L’agence de presse Reuters a cité Joachim Gramberg de
l’usine de Varel commentant l’annonce : « Je ne pouvais
pas croire à cette nouvelle. Je ne pouvais tout simplement pas y croire. Avant,
tout allait très bien quand nous construisions 200 avions par an et, maintenant
que nous en construisons 438 par an, c’est la fin. »
Airbus, qui est financé par un consortium de gouvernements
européens, est l’un des plus grands projets industriels paneuropéens. Il
est depuis longtemps vanté comme le modèle de collaboration par excellence affirmant
la puissance industrielle de l’Europe face à la domination américaine de
l’industrie des compagnies d’aviation commerciales. Les énormes réductions
d’effectifs annoncées mercredi sont le point culminant de la crise
d’Airbus qui a alimenté des disputes acerbes entre les principaux
partenaires impliqués dans le projet, les gouvernements de France et
d’Allemagne.
Le plan de restructuration aurait dû être annoncé il y a dix
jours, mais des conflits entre la France et l’Allemagne sur la question
de savoir quel pays aurait à subir les plus grandes pertes d’emplois ont conduit
à l’intervention du président français Jacques Chirac et de la
chancelière allemande Angela Merkel. On est arrivé difficilement à une ébauche
d’entente finale lors d’une rencontre au sommet vendredi dernier à
Berlin.
Le plan, nommé Power 8, prévoit aussi la vente de six des
seize sites d’Airbus en Europe. La télévision allemande a rapporté que sur
les seize sites européens d’Airbus, au moins cinq seraient ouverts à des
investisseurs privés, dont les sites allemands de Varel (1 300 travailleurs)
et de Nordenham (2 300 travailleurs), ainsi que ceux de Saint-Nazaire en
Bretagne et de Méaulte dans la Somme.

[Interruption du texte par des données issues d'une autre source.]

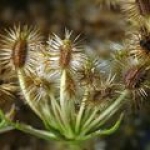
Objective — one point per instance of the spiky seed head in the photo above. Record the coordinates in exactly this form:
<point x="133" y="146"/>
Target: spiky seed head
<point x="65" y="53"/>
<point x="18" y="47"/>
<point x="8" y="89"/>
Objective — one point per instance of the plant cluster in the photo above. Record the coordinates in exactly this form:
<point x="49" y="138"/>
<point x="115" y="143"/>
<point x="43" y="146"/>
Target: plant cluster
<point x="73" y="92"/>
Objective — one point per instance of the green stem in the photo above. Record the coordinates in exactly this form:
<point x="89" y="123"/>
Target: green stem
<point x="113" y="108"/>
<point x="64" y="105"/>
<point x="21" y="77"/>
<point x="81" y="111"/>
<point x="38" y="133"/>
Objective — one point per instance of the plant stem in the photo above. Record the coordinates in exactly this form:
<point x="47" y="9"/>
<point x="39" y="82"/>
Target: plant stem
<point x="113" y="108"/>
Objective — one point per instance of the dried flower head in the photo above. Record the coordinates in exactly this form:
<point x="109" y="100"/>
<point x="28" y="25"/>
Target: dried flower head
<point x="18" y="47"/>
<point x="8" y="89"/>
<point x="59" y="87"/>
<point x="139" y="44"/>
<point x="65" y="54"/>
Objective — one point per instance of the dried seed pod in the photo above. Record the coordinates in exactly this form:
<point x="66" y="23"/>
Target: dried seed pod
<point x="18" y="48"/>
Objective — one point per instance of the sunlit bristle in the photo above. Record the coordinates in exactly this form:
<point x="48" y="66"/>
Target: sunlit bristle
<point x="39" y="85"/>
<point x="65" y="53"/>
<point x="8" y="89"/>
<point x="18" y="47"/>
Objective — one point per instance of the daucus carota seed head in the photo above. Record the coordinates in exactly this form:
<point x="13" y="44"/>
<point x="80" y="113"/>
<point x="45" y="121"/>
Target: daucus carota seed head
<point x="59" y="88"/>
<point x="18" y="47"/>
<point x="65" y="53"/>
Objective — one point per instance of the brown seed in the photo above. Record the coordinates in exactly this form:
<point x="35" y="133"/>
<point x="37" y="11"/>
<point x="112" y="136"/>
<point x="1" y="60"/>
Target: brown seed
<point x="19" y="53"/>
<point x="134" y="77"/>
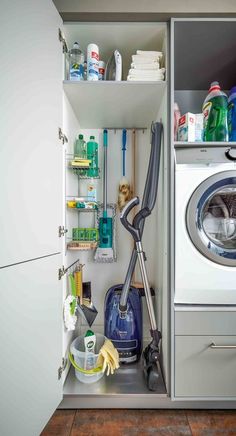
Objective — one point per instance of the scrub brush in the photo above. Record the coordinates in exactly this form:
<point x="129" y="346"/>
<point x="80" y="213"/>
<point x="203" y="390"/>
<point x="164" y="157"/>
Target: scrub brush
<point x="70" y="305"/>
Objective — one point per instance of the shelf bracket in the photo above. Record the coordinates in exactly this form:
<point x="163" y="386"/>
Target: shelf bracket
<point x="63" y="41"/>
<point x="62" y="136"/>
<point x="62" y="367"/>
<point x="61" y="272"/>
<point x="62" y="231"/>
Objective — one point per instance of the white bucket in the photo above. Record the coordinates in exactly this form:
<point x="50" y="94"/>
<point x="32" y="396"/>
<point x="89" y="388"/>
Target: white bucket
<point x="77" y="349"/>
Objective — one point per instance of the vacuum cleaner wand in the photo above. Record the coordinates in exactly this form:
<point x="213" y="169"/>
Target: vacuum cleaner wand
<point x="151" y="354"/>
<point x="149" y="200"/>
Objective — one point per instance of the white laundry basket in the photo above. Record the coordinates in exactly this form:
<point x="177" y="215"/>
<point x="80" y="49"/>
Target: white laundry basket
<point x="77" y="358"/>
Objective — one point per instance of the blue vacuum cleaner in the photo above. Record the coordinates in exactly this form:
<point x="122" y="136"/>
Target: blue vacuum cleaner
<point x="123" y="306"/>
<point x="125" y="332"/>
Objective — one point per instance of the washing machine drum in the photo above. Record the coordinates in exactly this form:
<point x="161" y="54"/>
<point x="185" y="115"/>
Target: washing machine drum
<point x="211" y="218"/>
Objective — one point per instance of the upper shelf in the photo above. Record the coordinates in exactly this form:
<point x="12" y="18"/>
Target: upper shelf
<point x="180" y="144"/>
<point x="204" y="51"/>
<point x="115" y="104"/>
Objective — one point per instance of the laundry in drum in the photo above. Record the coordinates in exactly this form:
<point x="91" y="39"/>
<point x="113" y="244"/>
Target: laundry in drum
<point x="219" y="220"/>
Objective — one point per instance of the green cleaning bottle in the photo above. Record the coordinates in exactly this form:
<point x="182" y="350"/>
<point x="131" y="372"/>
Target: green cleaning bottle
<point x="92" y="154"/>
<point x="80" y="150"/>
<point x="215" y="114"/>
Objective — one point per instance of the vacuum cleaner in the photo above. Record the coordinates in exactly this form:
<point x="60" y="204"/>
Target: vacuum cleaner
<point x="123" y="312"/>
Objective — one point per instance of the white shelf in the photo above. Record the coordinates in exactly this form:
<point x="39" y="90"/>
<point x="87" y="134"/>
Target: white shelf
<point x="183" y="144"/>
<point x="115" y="104"/>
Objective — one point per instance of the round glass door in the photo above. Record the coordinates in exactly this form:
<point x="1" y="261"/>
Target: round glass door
<point x="211" y="218"/>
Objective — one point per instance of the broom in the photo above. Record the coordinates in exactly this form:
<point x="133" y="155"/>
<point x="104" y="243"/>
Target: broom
<point x="104" y="252"/>
<point x="125" y="194"/>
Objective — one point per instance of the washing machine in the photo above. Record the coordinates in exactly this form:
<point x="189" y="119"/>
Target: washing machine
<point x="205" y="225"/>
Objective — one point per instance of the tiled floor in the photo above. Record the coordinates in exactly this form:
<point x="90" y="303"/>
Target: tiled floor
<point x="119" y="422"/>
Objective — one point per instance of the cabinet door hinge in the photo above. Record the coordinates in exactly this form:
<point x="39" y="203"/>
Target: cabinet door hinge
<point x="61" y="272"/>
<point x="62" y="231"/>
<point x="62" y="136"/>
<point x="62" y="367"/>
<point x="63" y="41"/>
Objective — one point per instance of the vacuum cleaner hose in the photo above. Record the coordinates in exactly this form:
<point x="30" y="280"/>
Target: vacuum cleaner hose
<point x="149" y="200"/>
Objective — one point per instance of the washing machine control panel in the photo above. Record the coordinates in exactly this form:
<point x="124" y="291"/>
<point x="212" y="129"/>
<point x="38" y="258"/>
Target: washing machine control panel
<point x="206" y="155"/>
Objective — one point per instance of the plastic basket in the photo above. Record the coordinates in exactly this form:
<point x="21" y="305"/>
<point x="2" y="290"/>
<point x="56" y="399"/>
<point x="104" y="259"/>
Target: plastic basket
<point x="77" y="358"/>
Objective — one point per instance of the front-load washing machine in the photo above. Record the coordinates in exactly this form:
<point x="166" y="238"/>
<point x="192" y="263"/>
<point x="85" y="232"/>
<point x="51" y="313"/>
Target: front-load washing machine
<point x="205" y="225"/>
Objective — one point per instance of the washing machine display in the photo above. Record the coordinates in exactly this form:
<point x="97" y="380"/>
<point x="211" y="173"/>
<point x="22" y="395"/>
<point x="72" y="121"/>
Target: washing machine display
<point x="211" y="218"/>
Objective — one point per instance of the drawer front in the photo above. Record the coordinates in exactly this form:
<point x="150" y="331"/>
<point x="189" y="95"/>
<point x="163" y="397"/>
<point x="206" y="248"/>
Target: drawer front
<point x="202" y="370"/>
<point x="205" y="323"/>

Ces usines seront reprises par des
investisseurs qui continueront à fournir Airbus, mais elles seront en
concurrence avec des usines hors-Airbus dans des pays comme la Russie,
l’Inde et la Chine.
D’autres attaques sur les emplois et les conditions de
travail seront la conséquence inévitable de la décision annoncée par la
direction d’Airbus de fermer ou de vendre d’autres sites, tel celui
de Laupheim en Allemagne.
Divisions nationales
sur le projet de l’A380
La production du jumbo-jet géant A380 est l’un des plus
grands projets industriels à avoir été entrepris ces dernières années par
l’alliance des pays européens dirigés par la France et l’Allemagne.
Le nouvel avion avait été conçu pour mettre fin à la suprématie du Dreamliner
787 de Boeing dans le segment des gros avions de ligne.
Toutefois, à mesure que les problèmes de production et les retards
de livraison de l’A380 se faisaient sentir, les conflits s’intensifiaient
entre les principales puissances impliquées dans le projet, particulièrement la
France et l’Allemagne.
A cause de la mondialisation de l’industrie lourde, dont
la production aéronautique, les pays à l’extérieur de l’Europe
possédant de larges réserves de main-d’œuvre bon marché comme la
Chine — des pays qui sont aussi des consommateurs potentiels pour le
nouveau gros-porteur — sont maintenant perçus par le capital européen
comme des sites alternatifs de plus en plus attirants pour des installations de
production.
Une des pièces maîtresses du plan de restructuration
d’Airbus est la fermeture d’usines européennes et la délocalisation
de la production vers la Chine et d’autres régions à bas salaires. Ce
processus a intensifié les tensions entre les différents gouvernements
nationaux impliqués dans le projet Airbus.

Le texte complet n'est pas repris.